They had been sitting in quiet contemplation, the sundae finished off between the two of them. Jake had forgone any sense of decorum and continued using her finger until she wiped the glass down and left it almost completely clean.
"Melodramatic much?" she threw back.
"I'm sorry; you've got the market cornered on melodrama. I shouldn't have tried to move in on your turf."
"Bella told me you were nice. Aren't you supposed to be nice?" she inquired as she scuffed her sneakers on the ground below. She didn't look particularly offended or upset, just amused at the whole situation.
"I guess I'm just tired of being nice. It hasn't gotten me very far." He looked over at Jake and watched her shake her head in understanding.
"Do you hate Scout?"
The question came without warning but he felt no need to lie. "Yeah, I do."
"Because he stole your girlfriend or because he's, you know..."
"Rich? I think I'd hate Scout if he was living in a cardboard box."
Jake sent a look his way that clearly told him she didn't believe a word of that.
The first time that Sean realized Rawley Academy was a world apart from his own, he was just seven years old. His father had taken him to the lake to watch crew practice, and he had looked on in fascination as the oars sliced through the water and the boat glided as though flying. He thought of his prized baseball mitt at home and realized that rowing was so much better, so much more dignified. Rowing reminded him of the young men who came into the diner with shined loafers and perfect teeth, who the waitresses would always flirt with. He took his father hand and grinned up at him, promising him that when he was on crew at Rawley, he would win his first meet for him. And then his father sat him down, and explained to him the difference between Rawley and their town. Some people belong in one, while others belong in the other. And he had told Sean that just because he didn't belong in Rawley, it didn't matter because those boys didn't belong in his town, so he could have that all to himself. While Sean put on a brave face and said he understood, his father placed a hand on his shoulder and explained that the high-school he'd be going to would be full of pretty girls and his best friend, and that made him the luckiest boy he knew, anyway.

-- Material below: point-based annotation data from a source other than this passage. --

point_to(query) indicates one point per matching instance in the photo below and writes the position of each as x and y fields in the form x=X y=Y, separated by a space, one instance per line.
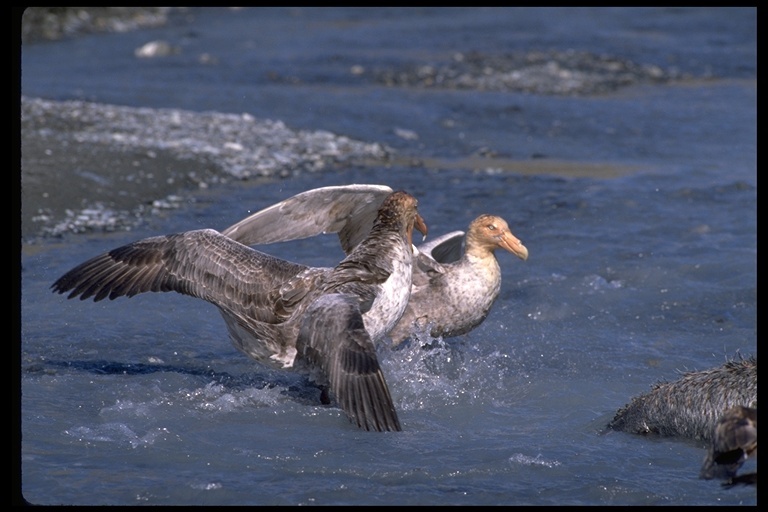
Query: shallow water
x=638 y=209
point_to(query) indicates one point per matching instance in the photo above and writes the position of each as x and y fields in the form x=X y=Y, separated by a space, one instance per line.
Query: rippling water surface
x=638 y=208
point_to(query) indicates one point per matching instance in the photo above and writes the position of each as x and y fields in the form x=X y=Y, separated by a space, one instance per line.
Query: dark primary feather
x=266 y=301
x=456 y=277
x=333 y=336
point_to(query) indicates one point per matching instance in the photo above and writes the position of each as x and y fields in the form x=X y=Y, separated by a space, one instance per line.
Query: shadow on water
x=304 y=392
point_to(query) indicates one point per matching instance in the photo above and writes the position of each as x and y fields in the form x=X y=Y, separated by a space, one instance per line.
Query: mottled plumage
x=323 y=321
x=456 y=278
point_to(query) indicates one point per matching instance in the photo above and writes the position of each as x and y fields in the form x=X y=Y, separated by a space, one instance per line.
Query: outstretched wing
x=447 y=248
x=333 y=338
x=348 y=210
x=201 y=263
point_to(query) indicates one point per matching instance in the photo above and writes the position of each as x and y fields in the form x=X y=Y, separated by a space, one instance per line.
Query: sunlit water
x=629 y=281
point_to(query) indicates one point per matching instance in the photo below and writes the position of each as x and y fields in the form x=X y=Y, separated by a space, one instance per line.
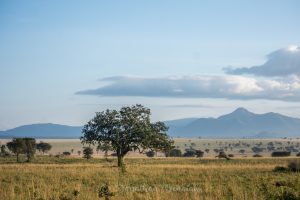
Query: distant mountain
x=240 y=123
x=43 y=131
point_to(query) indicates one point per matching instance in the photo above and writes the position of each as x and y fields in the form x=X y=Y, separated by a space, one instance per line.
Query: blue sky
x=51 y=50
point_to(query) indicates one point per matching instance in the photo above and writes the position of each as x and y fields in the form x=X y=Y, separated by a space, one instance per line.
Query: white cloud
x=200 y=86
x=283 y=62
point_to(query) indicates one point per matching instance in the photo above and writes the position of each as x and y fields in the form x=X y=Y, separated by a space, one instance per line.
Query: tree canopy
x=128 y=129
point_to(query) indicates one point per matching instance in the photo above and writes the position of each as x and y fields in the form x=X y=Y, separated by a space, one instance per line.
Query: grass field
x=230 y=146
x=65 y=178
x=146 y=178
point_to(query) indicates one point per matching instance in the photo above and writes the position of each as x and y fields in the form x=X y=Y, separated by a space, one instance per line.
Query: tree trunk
x=120 y=161
x=121 y=164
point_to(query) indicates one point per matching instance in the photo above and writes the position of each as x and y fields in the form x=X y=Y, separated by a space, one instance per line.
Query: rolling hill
x=238 y=124
x=43 y=131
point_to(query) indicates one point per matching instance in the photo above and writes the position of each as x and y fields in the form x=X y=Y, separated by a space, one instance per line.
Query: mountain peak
x=241 y=110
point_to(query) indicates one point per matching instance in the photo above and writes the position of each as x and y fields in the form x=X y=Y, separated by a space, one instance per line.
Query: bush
x=87 y=152
x=294 y=166
x=150 y=154
x=280 y=154
x=222 y=154
x=257 y=155
x=280 y=169
x=66 y=153
x=174 y=153
x=199 y=153
x=189 y=153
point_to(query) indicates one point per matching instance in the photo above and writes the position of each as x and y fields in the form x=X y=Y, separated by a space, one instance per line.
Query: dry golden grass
x=146 y=178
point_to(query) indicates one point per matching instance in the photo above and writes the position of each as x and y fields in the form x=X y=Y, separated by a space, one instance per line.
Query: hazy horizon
x=61 y=62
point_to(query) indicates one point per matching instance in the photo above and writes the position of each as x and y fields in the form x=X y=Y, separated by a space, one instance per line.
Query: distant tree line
x=26 y=146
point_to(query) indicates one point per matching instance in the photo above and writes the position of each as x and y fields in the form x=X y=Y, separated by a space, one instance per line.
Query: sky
x=61 y=61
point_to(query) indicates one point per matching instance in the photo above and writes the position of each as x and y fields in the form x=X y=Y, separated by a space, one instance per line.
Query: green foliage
x=126 y=130
x=294 y=166
x=280 y=153
x=104 y=192
x=174 y=153
x=66 y=153
x=87 y=152
x=279 y=191
x=22 y=146
x=16 y=146
x=43 y=147
x=30 y=148
x=280 y=169
x=150 y=154
x=3 y=151
x=257 y=150
x=199 y=153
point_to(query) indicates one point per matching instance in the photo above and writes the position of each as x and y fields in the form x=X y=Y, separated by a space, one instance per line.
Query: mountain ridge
x=237 y=124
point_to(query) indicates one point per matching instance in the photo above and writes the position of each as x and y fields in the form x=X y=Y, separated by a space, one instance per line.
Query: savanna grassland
x=147 y=178
x=65 y=178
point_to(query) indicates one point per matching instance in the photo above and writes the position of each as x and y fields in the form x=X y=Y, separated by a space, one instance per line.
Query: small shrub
x=150 y=154
x=189 y=153
x=66 y=153
x=280 y=154
x=222 y=154
x=280 y=169
x=87 y=152
x=104 y=192
x=199 y=153
x=113 y=154
x=174 y=153
x=294 y=166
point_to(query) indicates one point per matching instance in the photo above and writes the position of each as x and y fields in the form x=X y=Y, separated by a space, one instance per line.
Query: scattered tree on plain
x=16 y=146
x=30 y=148
x=87 y=152
x=174 y=153
x=43 y=147
x=128 y=129
x=22 y=146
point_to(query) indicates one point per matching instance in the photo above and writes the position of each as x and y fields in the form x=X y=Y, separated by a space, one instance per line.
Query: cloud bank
x=199 y=86
x=283 y=62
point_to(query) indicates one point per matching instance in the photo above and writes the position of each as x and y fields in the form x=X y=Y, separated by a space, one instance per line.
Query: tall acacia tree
x=126 y=130
x=16 y=146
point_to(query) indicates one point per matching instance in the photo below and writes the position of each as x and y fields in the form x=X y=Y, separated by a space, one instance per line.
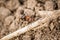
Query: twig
x=33 y=25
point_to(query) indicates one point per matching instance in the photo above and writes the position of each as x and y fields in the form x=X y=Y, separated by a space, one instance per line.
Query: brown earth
x=15 y=14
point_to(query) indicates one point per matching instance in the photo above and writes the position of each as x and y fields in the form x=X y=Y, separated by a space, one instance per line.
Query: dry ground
x=15 y=14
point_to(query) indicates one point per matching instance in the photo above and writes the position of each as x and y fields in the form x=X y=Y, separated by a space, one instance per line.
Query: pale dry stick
x=33 y=25
x=23 y=30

"How are things with Will?" she asked.
"What do you mean?"
"Well, from what I gather you're not too fond of Rawley, and your best friend has spent his freshman year there, while you were wiling away at public school. And besides, he's roommates with your mortal enemy. That's bound to cause friction. Has there been friction?" She punctuated her question by placing her elbow on her knee and propping her face up on her hand. It looked like a standard therapist pose and Sean laughed while wondering how many therapists Jake had been carted off to see in her young life.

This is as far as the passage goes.